Thermoresponsive unimolecular micelles with a hydrophobic dendritic core and a double hydrophilic block copolymer shell

Biocompatible stimuli-responsive unimolecular polymeric micelles have attracted much interest due to their unique structures and potential applications in biomedical fields such as drug delivery and tissue engineering. Here, we report the preparation of dendritic unimolecular polymeric micelles with temperature sensitive shells via reversible addition-fragmentation transfer (RAFT) technique. A multi-arm star amphiphilic copolymer (H40-PDEA) with a hydrophobic hyperbranched polyester (Boltorn H40) as the core and the grafted poly(N,N-diethylacrylamide) (PDEA) as the shell was prepared using H40 based macroRAFT agent.
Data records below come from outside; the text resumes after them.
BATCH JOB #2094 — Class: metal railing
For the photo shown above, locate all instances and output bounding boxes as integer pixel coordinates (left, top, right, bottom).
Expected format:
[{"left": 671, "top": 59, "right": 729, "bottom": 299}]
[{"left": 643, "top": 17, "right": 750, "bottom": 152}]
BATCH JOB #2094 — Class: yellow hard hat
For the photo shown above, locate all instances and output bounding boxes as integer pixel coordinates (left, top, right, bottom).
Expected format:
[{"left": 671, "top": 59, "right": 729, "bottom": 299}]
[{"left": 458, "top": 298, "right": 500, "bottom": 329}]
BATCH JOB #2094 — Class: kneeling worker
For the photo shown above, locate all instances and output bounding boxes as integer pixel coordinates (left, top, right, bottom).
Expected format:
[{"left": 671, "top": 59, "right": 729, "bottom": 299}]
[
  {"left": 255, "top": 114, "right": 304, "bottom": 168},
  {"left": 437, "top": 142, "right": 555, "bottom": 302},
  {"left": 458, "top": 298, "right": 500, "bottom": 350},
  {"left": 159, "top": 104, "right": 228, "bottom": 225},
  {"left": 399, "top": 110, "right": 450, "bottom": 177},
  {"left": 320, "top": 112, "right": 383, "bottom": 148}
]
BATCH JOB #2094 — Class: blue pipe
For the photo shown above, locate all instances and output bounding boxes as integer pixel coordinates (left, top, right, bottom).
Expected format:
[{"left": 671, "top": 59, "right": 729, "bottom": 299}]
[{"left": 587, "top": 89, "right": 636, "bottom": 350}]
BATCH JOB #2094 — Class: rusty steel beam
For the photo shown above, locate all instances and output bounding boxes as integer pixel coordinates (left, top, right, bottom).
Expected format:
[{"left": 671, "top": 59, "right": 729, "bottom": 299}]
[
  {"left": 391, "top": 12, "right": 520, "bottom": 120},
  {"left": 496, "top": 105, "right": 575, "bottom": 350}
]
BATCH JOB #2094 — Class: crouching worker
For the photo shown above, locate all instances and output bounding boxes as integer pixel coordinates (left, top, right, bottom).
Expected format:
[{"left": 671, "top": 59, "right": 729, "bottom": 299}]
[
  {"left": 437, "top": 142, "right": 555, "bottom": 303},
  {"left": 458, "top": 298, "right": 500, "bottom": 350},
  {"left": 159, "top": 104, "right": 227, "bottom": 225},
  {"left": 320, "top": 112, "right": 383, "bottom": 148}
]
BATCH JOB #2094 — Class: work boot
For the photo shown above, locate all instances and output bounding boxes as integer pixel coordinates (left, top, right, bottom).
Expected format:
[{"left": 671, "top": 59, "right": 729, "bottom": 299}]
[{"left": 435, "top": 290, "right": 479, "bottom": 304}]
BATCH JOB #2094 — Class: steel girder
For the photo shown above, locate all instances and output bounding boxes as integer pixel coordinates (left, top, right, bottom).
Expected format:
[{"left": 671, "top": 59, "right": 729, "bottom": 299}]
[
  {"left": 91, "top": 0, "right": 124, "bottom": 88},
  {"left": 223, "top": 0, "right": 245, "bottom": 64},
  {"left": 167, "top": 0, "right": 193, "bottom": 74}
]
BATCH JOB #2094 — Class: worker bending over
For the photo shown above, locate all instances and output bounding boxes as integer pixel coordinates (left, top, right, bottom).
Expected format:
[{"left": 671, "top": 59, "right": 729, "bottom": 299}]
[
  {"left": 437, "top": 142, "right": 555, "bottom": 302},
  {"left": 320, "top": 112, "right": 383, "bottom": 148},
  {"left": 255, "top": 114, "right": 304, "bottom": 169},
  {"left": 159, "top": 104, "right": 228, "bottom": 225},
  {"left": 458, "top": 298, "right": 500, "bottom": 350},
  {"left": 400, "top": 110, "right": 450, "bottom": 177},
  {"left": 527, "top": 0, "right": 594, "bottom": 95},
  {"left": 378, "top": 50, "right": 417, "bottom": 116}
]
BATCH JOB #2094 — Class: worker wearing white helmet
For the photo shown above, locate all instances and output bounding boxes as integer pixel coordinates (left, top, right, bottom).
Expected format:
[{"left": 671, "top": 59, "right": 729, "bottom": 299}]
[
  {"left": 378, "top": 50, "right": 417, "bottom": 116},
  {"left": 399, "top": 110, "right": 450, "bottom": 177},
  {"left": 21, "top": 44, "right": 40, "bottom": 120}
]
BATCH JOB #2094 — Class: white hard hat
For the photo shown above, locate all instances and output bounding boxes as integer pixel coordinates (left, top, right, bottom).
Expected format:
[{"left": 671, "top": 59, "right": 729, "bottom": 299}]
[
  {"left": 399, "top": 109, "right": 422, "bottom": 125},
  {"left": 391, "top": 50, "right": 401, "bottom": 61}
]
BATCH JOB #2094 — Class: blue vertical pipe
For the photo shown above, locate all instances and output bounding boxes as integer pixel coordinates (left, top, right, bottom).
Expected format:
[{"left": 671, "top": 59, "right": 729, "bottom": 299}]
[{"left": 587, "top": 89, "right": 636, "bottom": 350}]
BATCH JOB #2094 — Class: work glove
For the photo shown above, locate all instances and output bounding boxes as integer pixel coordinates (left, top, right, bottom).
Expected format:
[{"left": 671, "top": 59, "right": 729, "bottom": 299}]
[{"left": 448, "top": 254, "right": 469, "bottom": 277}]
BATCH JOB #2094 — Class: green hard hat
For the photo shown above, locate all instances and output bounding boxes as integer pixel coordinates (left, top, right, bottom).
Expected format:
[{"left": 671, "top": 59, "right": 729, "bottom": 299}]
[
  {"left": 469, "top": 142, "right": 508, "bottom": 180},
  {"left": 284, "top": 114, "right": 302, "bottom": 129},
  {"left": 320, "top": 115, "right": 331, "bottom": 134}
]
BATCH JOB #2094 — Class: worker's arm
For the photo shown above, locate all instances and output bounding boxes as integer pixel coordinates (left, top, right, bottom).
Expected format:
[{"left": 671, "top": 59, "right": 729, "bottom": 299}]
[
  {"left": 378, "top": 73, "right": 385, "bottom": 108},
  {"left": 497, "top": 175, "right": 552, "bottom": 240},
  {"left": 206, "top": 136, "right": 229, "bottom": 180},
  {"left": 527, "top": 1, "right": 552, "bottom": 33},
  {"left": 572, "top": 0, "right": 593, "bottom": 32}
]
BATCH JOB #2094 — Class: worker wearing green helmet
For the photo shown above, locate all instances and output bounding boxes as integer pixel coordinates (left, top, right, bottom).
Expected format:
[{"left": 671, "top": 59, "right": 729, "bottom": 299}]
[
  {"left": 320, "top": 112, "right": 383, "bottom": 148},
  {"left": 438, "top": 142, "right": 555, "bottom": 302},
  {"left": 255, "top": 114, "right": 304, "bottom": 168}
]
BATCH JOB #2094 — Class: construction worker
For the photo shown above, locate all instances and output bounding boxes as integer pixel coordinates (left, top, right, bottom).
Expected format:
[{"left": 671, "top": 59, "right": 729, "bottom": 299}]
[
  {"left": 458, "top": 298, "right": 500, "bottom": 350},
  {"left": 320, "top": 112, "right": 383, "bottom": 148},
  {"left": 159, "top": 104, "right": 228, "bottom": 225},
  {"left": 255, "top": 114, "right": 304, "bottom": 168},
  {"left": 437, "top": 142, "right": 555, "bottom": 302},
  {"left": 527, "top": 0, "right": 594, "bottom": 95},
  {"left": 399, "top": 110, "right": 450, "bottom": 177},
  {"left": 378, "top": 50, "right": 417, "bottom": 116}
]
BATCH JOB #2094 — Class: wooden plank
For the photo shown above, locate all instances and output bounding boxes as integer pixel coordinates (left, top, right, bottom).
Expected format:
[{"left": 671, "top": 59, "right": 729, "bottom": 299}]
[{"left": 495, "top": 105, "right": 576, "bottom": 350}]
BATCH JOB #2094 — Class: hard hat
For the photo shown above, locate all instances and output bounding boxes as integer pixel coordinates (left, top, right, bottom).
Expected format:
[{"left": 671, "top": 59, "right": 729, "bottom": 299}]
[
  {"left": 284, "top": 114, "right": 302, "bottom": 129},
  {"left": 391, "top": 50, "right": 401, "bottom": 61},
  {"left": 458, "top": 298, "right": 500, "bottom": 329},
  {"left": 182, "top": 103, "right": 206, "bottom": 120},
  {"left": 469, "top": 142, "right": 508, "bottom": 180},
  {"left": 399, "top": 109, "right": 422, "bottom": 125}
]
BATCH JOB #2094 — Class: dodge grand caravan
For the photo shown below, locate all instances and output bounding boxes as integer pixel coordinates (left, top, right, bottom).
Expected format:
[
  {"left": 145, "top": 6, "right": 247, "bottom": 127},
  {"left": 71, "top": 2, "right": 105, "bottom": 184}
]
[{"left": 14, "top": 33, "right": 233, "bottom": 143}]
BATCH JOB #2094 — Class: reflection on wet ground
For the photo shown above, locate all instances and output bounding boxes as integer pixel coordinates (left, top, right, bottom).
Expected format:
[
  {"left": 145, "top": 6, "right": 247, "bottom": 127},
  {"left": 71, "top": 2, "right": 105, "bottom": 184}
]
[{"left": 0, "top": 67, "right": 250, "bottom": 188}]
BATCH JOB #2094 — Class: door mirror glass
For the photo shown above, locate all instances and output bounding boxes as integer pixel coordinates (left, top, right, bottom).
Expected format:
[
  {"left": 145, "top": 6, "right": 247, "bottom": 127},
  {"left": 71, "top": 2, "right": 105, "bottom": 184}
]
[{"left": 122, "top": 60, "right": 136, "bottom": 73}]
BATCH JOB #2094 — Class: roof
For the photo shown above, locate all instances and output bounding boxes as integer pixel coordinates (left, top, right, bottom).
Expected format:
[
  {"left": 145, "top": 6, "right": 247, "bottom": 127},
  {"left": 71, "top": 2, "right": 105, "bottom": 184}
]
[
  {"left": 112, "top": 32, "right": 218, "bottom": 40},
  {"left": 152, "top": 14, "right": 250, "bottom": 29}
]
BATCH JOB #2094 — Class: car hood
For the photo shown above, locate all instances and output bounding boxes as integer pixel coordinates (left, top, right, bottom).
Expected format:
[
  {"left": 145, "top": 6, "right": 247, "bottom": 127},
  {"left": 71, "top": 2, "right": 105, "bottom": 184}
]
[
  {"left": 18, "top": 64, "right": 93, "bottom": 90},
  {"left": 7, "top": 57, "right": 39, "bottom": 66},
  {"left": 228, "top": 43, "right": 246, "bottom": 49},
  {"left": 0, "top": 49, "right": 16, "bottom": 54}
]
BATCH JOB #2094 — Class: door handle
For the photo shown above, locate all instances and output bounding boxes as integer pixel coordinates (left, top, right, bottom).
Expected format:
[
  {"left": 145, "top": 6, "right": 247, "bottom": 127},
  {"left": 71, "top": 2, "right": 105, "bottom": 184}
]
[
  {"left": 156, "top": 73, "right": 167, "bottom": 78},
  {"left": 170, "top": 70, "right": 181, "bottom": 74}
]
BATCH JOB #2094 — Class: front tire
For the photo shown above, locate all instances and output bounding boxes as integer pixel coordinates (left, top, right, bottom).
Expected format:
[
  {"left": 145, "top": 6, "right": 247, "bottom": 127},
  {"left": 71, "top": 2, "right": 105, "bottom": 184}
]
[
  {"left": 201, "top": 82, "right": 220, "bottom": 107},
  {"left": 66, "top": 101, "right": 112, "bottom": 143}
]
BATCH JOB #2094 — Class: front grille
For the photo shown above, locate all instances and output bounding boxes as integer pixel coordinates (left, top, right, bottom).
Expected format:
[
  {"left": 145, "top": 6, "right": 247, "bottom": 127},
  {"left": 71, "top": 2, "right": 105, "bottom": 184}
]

And a dendritic unimolecular polymer (H40-PDEA-PDMA) with a double hydrophilic block copolymer (DHBC) [PDEA-b-poly(2-(dimethylamino)ethyl methacrylate) (PDEA-b-PDMA)] as the dual thermoresponsive shells was synthesized by H40-PDEA based macroRAFT agent. Both H40-PDEA and H40-PDEA-PDMA have a reversible phase transition behavior in aqueous solution. In particular, the unimolecular polymeric micelles H40-PDEA-PDMA with double thermoresponsive shells exhibit a two-stage phase transition behavior. Laser light scattering (LLS), UV-vis transmittance, excimer fluorescence measurements, and micro-differential scanning calorimetry (micro-DSC) were used in combination to probe the conformational changes of chains located at the inner layer and outer corona during the phase transition process.